On Thursday (April 6), more than 500,000 people hit the streets to demonstrate, according to France’s interior ministry, although unions claimed the figure was closer to two million.
In Paris, protestors stormed the headquarters of the BlackRock investment company, as well as set fire to La Rotonde, a Montparnasse brasserie that is one of President Emmanuel Macron’s favourite restaurants. It is where he ate - and celebrated - his 2017 election victory over Marine Le Pen.
Thursday’s violence saw 77 police officers injured, the interior ministry added, with 13 of them hospitalised.
Speaking earlier this week, Laurent Berger, leader of the moderate CFDT union, said Macron’s position was weak "in a country that so rejects reform with so much dissent and such a low approval rating."
Macron’s approval rating is around 30%, which is approaching his all-time lowest score at the height of the ‘gilets jaunes’ protests.
This week an opinion poll gave Le Pen a 10-point lead over Macron if the 2017 and 2022 presidential run-off votes were to be held again.
When will the protests end?
Thursday’s protests came after talks between French unions and Prime Minister Élisabeth Borne broke down after less than an hour.
With discussions at a standstill, fresh strikes announced and people still hitting the streets to protest, some feel the demonstrations will become a fixture of French life.

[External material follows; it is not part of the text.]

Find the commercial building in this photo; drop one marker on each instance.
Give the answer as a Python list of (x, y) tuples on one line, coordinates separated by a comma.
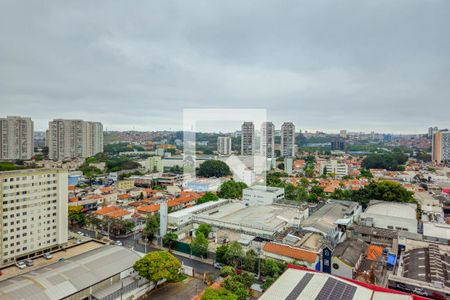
[(424, 269), (332, 219), (338, 144), (261, 195), (390, 215), (103, 273), (441, 146), (16, 138), (74, 138), (347, 256), (263, 221), (224, 145), (248, 139), (268, 140), (288, 139), (299, 283), (33, 212), (334, 168)]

Insisting unions would keep saying what they thought of the reforms, Mr Berger conceded protests can only last so long.
“Perhaps there will be an end, and this law will be promulgated and will be applied,” he said.
In that case: “If you ask whether there will still be a demonstration in a week, in six months' time, the answer is no.”
France’s Constitutional Council will rule on the reforms next Friday (April 14).
Read more: France’s constitutional court sets date for ruling on pension reforms
The council has the power to strike down some or all of the bill if it is deemed out of line with France’s constitution.
It will also rule whether a bid to hold a referendum on the reforms is admissible.
The ruling will be seen as decisive – it will either force the government to backtrack on the bill or will exhaust all legal routes for those opposing it.